Eight Tips For Writing With Emotional Stress

To the surprise of practically no one, I didn’t get any writing done yesterday. This morning I’ve been doom scrolling and am still quite upset. I hope that you are doing what you need to do to soothe yourself.

One thing I learned in the midst of the 52 week challenge was how to write under emotional stress. So I am going to list those lessons here in the hope that it helps me and perhaps others as well.

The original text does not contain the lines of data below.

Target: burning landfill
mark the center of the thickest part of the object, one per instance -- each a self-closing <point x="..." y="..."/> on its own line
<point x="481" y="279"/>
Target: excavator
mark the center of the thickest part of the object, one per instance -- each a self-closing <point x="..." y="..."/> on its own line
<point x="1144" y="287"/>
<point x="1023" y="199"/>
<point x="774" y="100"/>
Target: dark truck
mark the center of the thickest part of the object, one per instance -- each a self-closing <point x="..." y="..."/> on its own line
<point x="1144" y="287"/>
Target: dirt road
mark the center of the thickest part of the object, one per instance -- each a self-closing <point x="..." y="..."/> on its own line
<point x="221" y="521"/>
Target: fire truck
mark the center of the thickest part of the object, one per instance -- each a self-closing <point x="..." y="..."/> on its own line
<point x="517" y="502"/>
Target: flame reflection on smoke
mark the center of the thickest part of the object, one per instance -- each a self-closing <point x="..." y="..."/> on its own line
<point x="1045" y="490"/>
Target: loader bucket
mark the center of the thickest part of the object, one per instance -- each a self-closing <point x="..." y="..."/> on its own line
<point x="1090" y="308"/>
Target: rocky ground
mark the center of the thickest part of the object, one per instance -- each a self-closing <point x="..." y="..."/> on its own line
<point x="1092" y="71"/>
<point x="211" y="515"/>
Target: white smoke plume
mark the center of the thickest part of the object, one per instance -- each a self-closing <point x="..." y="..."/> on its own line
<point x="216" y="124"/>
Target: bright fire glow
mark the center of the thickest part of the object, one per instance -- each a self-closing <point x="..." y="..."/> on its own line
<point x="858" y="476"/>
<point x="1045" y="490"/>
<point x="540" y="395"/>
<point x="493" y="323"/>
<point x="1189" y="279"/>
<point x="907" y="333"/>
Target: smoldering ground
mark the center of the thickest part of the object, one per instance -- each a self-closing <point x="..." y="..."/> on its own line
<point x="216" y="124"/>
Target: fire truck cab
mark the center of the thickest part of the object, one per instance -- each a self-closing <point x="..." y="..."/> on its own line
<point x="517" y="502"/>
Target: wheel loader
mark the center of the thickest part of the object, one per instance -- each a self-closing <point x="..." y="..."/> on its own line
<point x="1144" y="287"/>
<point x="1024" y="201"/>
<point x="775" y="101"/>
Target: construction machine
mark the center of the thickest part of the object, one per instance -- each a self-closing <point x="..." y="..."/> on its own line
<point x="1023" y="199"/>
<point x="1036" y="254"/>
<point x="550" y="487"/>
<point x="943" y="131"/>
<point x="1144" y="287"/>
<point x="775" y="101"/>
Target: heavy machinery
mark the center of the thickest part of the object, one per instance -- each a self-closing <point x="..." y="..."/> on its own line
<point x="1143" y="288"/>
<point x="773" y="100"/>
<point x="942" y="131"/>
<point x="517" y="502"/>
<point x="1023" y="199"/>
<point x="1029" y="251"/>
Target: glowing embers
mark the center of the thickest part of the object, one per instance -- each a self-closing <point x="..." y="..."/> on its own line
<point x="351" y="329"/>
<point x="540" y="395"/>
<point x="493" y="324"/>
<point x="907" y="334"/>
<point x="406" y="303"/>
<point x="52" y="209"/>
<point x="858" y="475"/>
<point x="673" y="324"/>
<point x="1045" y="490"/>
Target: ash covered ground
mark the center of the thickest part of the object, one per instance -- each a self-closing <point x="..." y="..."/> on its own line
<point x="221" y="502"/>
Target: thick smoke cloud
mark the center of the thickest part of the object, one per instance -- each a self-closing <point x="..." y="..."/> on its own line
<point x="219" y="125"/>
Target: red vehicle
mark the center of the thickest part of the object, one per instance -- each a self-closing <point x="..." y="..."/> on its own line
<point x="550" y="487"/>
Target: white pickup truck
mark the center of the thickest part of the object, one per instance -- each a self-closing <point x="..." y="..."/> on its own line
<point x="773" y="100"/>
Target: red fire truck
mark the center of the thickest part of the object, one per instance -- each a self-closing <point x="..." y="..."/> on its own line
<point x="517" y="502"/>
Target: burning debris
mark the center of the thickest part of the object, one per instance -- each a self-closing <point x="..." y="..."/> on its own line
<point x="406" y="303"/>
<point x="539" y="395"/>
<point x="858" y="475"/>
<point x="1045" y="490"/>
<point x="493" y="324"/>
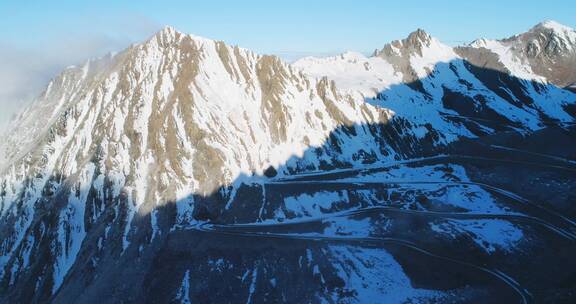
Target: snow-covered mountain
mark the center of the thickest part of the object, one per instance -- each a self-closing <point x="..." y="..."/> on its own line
<point x="116" y="169"/>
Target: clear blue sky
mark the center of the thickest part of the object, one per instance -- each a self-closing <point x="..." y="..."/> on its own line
<point x="275" y="26"/>
<point x="39" y="38"/>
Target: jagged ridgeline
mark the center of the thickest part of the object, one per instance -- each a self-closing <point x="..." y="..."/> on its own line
<point x="186" y="170"/>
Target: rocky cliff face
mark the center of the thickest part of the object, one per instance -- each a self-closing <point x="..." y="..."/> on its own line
<point x="107" y="179"/>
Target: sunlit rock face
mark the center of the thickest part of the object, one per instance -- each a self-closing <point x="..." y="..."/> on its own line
<point x="185" y="170"/>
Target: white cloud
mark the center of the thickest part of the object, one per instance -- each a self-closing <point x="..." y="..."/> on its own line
<point x="26" y="70"/>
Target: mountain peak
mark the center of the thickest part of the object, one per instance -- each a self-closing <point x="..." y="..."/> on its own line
<point x="419" y="37"/>
<point x="554" y="26"/>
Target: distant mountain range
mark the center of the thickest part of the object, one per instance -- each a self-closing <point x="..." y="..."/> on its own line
<point x="186" y="170"/>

  1. Hot tea and comforting food. One of the problems with strong emotions like rage or grief is that they stimulate a physical response: faster heart rate, roiling stomach, ringing ears, red haze over the eyes, and so forth. Food, tea, and exercise can redirect the physical manifestations of emotional response.
  2. Exercise, for the reason above. Outdoor exercise seems especially good for me.
  3. Avoid letter-writing to real people. It is very tempting to me to write angry letters when I am upset. This is harmful in two ways: First, sending these letters is a bad idea and in the heat of the moment I am likely to send them. Second, it just keeps the negative emotions spiraling inside me.
  4. Force myself to sit down and write. A strategy that has worked for me in the past has been to take my temptation to write real letters to real people and filter that into fiction. So writing letters from the viewpoints of my characters about their challenges and lives often works to move me into the story and out of my own grief.
  5. Meditation. This sometimes works, but typically works best if I have an ordinary practice of meditation already in place.
  6. Short writing sessions. Write for ten minutes and then allow myself to take a break to feel grief or rage or to be sick, whatever is necessary. Then get back to it.
  7. Find help with calm friends and avoid those who make me feel worse.
  8. Low expectations. Today is not the day for immortal prose. It’s not the day for high word counts. It’s a survival day. We will come through this. In the end all I expect from today’s writing is that it happens. Because each time I write against the forces of entropy and chaos, each time I pull something together, that is a day that builds the habit of productivity in my psyche. I am not writing for today’s prose. I am writing because to become a writer I need to solidify this habit.

Those are my best tips for myself. I hope they resonate with you as well. If not, I hope you will find a way through this for yourself. Remember always that it is important to be kind to yourself. If you can’t do your ordinary tasks today, that’s ok.

I hope all of you are staying safe and finding comfort. Be well, friends!